Systemic sclerosis (scleroderma) is a life-threatening autoimmune disease that is characterized by the presence of specific autoantibodies and fibrosis of the skin and major internal organs.

We genotyped a polymorphism (G-945C) in the promoter of the connective-tissue growth factor (CTGF) gene in 1000 subjects in two groups: group 1, consisting of 200 patients with systemic sclerosis and 188 control subjects; and group 2, consisting of 300 patients with systemic sclerosis and 312 control subjects. The combined groups represented an estimated 10% of patients with systemic sclerosis in the United Kingdom. We tested the effect of the polymorphism on the transcription of CTGF.

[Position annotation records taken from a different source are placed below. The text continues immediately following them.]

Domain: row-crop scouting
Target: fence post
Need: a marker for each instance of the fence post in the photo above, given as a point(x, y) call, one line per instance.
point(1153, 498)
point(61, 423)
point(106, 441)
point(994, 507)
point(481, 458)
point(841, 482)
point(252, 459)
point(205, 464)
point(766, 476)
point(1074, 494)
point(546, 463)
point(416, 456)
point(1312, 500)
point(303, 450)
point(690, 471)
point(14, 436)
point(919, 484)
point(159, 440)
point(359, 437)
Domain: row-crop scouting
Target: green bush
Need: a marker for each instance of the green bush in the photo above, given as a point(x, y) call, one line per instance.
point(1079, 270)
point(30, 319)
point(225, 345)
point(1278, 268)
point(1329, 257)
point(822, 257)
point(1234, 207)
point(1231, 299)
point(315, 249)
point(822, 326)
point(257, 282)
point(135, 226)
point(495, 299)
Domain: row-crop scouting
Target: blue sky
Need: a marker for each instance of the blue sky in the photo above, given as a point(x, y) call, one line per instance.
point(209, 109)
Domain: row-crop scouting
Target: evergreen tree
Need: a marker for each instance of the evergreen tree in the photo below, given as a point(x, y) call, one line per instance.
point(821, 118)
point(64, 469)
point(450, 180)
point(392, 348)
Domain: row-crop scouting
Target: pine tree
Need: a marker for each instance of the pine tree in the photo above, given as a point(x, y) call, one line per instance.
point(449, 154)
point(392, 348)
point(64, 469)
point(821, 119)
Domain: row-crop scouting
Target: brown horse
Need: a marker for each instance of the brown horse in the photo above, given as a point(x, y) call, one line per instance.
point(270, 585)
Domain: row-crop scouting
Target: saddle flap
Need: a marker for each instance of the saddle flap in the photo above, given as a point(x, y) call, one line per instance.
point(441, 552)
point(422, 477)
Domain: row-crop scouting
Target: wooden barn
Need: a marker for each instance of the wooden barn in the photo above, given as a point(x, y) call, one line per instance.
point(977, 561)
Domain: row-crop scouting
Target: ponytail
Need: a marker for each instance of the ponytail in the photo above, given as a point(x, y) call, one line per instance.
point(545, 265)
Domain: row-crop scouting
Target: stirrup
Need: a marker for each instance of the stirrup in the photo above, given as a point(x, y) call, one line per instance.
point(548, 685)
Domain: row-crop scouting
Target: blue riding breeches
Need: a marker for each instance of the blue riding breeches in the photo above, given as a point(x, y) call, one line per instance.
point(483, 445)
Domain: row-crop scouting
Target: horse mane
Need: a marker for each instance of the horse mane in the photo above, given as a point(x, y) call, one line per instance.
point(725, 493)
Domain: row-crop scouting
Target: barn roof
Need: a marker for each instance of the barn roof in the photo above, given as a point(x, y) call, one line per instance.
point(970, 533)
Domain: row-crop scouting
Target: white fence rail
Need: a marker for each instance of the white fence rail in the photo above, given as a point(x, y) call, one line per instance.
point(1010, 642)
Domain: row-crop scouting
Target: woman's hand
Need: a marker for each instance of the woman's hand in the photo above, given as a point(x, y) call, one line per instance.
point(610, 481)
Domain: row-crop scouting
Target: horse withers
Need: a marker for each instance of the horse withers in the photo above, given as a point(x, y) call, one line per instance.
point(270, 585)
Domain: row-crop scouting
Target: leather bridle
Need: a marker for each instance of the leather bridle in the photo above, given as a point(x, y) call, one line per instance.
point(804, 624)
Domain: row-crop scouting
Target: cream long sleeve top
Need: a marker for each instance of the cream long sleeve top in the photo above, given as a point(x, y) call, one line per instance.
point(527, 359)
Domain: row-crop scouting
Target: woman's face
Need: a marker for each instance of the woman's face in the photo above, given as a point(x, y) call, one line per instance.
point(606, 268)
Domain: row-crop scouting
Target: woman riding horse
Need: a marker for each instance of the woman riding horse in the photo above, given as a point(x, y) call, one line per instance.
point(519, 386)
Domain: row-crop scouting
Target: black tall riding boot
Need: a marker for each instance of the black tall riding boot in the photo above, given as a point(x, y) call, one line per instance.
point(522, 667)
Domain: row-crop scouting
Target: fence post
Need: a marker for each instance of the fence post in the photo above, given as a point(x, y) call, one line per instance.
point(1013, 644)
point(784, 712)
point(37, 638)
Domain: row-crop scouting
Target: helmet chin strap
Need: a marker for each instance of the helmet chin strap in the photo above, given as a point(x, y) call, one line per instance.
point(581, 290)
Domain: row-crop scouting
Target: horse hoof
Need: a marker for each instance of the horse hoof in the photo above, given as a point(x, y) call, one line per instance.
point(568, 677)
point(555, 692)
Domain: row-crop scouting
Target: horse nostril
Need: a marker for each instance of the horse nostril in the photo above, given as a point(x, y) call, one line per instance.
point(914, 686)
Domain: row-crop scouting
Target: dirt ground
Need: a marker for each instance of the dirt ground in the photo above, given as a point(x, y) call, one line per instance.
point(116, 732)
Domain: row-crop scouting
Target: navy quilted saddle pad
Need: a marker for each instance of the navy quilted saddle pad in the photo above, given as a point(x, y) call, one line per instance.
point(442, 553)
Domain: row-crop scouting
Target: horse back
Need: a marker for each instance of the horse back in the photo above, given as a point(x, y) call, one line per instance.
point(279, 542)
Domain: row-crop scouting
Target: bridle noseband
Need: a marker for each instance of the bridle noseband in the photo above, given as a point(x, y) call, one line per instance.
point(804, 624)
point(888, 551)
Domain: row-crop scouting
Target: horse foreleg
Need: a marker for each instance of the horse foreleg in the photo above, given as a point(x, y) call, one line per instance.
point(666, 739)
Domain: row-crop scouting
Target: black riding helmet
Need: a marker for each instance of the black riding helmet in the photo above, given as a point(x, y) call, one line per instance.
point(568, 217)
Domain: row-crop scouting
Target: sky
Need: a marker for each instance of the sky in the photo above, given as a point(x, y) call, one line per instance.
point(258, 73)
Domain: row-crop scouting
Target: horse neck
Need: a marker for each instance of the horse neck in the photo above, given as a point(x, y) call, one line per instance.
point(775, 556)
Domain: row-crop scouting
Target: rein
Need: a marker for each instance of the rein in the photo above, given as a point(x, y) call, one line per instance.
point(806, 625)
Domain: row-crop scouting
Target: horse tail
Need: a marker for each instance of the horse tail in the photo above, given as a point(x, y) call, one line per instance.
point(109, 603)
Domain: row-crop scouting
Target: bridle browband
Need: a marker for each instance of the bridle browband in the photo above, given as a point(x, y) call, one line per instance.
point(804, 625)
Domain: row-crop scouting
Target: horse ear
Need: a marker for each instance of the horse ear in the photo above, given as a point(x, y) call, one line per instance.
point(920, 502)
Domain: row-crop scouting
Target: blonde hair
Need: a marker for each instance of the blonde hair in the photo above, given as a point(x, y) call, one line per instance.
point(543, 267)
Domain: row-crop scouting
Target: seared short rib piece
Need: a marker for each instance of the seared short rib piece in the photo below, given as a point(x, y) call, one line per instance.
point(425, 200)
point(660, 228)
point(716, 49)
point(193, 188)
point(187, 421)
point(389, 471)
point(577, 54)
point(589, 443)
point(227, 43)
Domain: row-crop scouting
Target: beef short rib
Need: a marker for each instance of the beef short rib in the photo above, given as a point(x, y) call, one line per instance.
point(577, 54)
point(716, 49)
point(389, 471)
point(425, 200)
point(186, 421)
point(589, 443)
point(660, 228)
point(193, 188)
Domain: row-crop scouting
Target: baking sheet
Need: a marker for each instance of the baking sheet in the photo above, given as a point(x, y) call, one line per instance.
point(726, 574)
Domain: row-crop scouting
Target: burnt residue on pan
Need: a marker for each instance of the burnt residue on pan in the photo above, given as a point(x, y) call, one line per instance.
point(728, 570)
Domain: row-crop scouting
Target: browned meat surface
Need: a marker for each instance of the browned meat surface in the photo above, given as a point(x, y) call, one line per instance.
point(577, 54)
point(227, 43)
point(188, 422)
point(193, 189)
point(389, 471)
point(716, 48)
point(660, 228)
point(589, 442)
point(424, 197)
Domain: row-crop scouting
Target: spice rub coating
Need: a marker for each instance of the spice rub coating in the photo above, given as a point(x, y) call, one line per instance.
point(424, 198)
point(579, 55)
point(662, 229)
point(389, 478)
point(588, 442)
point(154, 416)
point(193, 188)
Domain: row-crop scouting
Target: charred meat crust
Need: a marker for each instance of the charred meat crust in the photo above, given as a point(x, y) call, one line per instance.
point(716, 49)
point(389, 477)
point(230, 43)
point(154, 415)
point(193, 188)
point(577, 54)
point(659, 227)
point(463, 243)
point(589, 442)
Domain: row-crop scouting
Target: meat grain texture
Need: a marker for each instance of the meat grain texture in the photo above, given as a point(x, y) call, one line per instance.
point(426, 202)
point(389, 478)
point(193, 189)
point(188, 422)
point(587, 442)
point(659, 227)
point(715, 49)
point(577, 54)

The GG genotype was significantly more common in patients with systemic sclerosis than in control subjects in both groups, with an odds ratio for the combined group of 2.2 (95% confidence interval [CI], 1.5 to 3.2; P<0.001 for trend). Analysis of the combined group of patients with systemic sclerosis showed a significant association between homozygosity for the G allele and the presence of anti-topoisomerase I antibodies (odds ratio, 3.3; 95% CI, 2.0 to 5.6; P<0.001) and fibrosing alveolitis (odds ratio, 3.1; 95% CI, 1.9 to 5.0; P<0.001). We observed that the substitution of cytosine for guanine created a binding site of the transcriptional regulators Sp1 and Sp3. The C allele has high affinity for Sp3 and is associated with severely reduced transcriptional activity. A chromatin immunoprecipitation assay showed a marked shift in the ratio of Sp1 to Sp3 binding at this region, demonstrating functional relevance in vivo.

The G-945C substitution represses CTGF transcription, and the -945G allele is significantly associated with susceptibility to systemic sclerosis.